Emma has loved to dance since she was a little girl. Now, after a successful career as a ballerina, she finds her world seemingly at an end because of a knee injury. When she goes back home from London to Australia, she learns that her beloved grandmother left her a house on her old sheep farm. She must go there to clean it out, intending to sell it.
Beattie, Emma’s grandmother, was a successful designer and business owner, but many years earlier she had faced heartache and difficult decisions after having an affair with a married man that produced a daughter. Wildflower Hill follows her story of struggling to keep her daughter and trying to provide for her in a small town in Tasmania, while being judged and treated harshly by many. She persevered, but her future family never had any idea of what she had to give up.
As badly as Emma is hurt by the blow dealt to her not only by the injury but by the breakup with her boyfriend just before it, she tries to keep herself isolated at Wildflower Hill. But slowly she finds herself involved with some of the locals, as she digs through boxes and discovers secrets about Beattie. Can she open herself up to a new life, new love, new possibilities? How can her late grandmother still help her?

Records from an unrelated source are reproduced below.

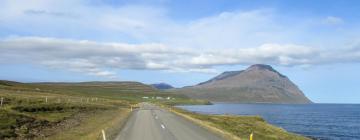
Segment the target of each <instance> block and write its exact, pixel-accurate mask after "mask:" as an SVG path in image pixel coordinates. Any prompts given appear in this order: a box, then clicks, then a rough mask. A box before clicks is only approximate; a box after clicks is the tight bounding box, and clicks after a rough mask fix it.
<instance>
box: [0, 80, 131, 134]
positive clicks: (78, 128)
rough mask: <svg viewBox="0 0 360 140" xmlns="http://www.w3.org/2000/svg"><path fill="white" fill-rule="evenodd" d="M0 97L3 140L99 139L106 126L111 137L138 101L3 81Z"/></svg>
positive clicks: (1, 127) (0, 119)
mask: <svg viewBox="0 0 360 140" xmlns="http://www.w3.org/2000/svg"><path fill="white" fill-rule="evenodd" d="M15 84H18V83H15ZM104 92H105V93H106V91H104ZM69 93H70V94H69ZM0 97H1V98H3V105H2V106H1V107H0V139H76V140H77V139H87V140H96V139H100V137H99V136H100V132H101V130H103V129H104V130H105V131H106V134H107V137H108V138H112V137H114V136H115V135H116V133H117V132H118V131H120V129H121V126H122V125H121V124H122V123H123V122H124V121H125V120H126V118H127V116H128V115H129V112H130V111H129V110H130V109H129V108H130V106H131V105H132V104H135V103H136V101H126V100H120V99H111V98H101V97H100V96H96V95H93V94H91V95H88V94H87V93H76V94H73V92H72V91H69V92H66V90H61V91H57V90H55V89H51V90H50V89H46V90H43V89H40V88H38V87H37V88H34V87H32V86H28V85H24V84H21V85H13V83H10V84H0Z"/></svg>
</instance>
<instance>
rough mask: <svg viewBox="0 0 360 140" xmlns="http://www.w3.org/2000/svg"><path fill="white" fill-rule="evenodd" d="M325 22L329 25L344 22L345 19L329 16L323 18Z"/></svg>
mask: <svg viewBox="0 0 360 140" xmlns="http://www.w3.org/2000/svg"><path fill="white" fill-rule="evenodd" d="M323 23H324V24H328V25H339V24H343V23H344V20H343V19H342V18H340V17H335V16H328V17H326V18H325V19H324V20H323Z"/></svg>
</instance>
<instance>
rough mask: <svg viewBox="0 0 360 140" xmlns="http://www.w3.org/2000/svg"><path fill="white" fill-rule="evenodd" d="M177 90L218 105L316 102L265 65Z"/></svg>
mask: <svg viewBox="0 0 360 140" xmlns="http://www.w3.org/2000/svg"><path fill="white" fill-rule="evenodd" d="M173 91H175V92H176V93H178V94H184V95H186V96H189V97H191V98H196V99H206V100H210V101H215V102H240V103H312V102H311V101H310V100H309V99H308V98H307V97H306V96H305V95H304V94H303V92H302V91H301V90H300V89H299V88H298V86H297V85H295V84H294V83H292V82H291V80H290V79H288V77H287V76H285V75H283V74H281V73H280V72H278V71H276V70H275V69H273V68H272V67H271V66H270V65H265V64H255V65H252V66H250V67H249V68H247V69H245V70H241V71H229V72H223V73H222V74H220V75H218V76H215V77H214V78H212V79H210V80H208V81H205V82H202V83H199V84H197V85H194V86H189V87H184V88H180V89H176V90H173Z"/></svg>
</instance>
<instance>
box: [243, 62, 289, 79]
mask: <svg viewBox="0 0 360 140" xmlns="http://www.w3.org/2000/svg"><path fill="white" fill-rule="evenodd" d="M252 70H260V71H262V70H268V71H271V72H274V73H276V74H278V75H279V76H280V77H283V78H286V76H285V75H282V74H281V73H279V72H278V71H276V70H275V69H274V68H273V67H271V66H270V65H266V64H254V65H251V66H250V67H249V68H247V69H246V71H252Z"/></svg>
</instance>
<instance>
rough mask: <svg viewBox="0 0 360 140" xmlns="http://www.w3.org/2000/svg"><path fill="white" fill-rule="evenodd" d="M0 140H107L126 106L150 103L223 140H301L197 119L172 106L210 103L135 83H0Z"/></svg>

As much as the current-day story focuses on Emma, this book is primarily about Beattie. Emma’s story is much briefer. The reader can’t help but feel drawn into Beattie’s story, into all the ways she is beaten down by circumstance and by some poor choices. But she reminds herself to keep going, to be strong for herself and her daughter, and she even finds love, but at great cost. I found myself unable to put this book down towards the end and just had to finish it late into the night.
Rated: Mild, for a few mild instances of language, some brief violence, and a few mild sexual references.